(April 11, 2019 at 2:13 pm)Jehanne Wrote:(April 11, 2019 at 11:24 am)polymath257 Wrote: Hmmm....there can be no actual proof of the existence of an infinite set because the collection of hereditarily finite sets is a perfectly good model of set theory without the axiom of infinity. That shows the internal consistency of the axioms. Again, in the finitist system, the *collection* of rational numbers isn't something that can be constructed. All that can be done is saying whether particular constructs are rational numbers or not.
The point is that finitistic math has very strict rules for set formation and those rules do NOT allow talking about any infinite sets.
Now, this is not to say that allowing infinite sets isn't better in many ways. It gives wonderful insights into a large variety of phenomena. It makes many arguments much easier and produces results that finitistic reasoning cannot, even results concerning finite sets.

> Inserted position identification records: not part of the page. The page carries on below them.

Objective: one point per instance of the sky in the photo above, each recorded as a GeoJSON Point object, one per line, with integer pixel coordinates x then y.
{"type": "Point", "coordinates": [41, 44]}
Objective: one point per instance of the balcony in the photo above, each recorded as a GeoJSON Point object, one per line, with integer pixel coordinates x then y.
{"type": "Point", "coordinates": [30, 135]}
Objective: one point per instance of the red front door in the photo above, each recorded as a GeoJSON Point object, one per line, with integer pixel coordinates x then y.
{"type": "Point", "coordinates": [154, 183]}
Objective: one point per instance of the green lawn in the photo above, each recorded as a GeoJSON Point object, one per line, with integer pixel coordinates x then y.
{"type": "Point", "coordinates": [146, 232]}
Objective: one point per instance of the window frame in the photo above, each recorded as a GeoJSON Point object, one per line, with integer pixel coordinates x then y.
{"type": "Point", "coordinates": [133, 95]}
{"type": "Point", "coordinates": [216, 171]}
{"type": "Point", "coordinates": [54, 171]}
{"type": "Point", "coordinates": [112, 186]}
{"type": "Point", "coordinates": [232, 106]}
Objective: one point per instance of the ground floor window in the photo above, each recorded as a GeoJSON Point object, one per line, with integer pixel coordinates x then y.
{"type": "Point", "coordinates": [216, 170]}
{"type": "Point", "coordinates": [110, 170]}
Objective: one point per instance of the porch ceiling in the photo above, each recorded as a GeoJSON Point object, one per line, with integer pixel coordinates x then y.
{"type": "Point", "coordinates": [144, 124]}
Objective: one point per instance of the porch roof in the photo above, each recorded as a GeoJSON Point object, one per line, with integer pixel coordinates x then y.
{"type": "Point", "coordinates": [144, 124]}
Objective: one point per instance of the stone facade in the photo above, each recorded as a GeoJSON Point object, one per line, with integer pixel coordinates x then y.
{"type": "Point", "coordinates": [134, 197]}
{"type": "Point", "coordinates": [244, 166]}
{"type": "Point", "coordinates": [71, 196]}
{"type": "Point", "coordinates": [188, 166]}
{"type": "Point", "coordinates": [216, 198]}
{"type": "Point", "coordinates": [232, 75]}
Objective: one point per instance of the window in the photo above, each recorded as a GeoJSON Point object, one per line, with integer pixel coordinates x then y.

Here's a proof by John Hopcroft, Jeffrey Ullman and Rajeev Motwani in their Introduction to Automata Theory, Languages, and Computation Edition 3 textbook, page 9:
Sorry, but it doesn't prove what you claimed. This proposition says that if S is finite and U is infinite, then T=U-S,
the complement of S in U, is infinite.
This does NOT prove the existence of an infinite set. It shows that *if* there is an inifnite set U, then there are other
infinite sets (U-S where S is finite).
Now, show how to get that set U from finitist principles.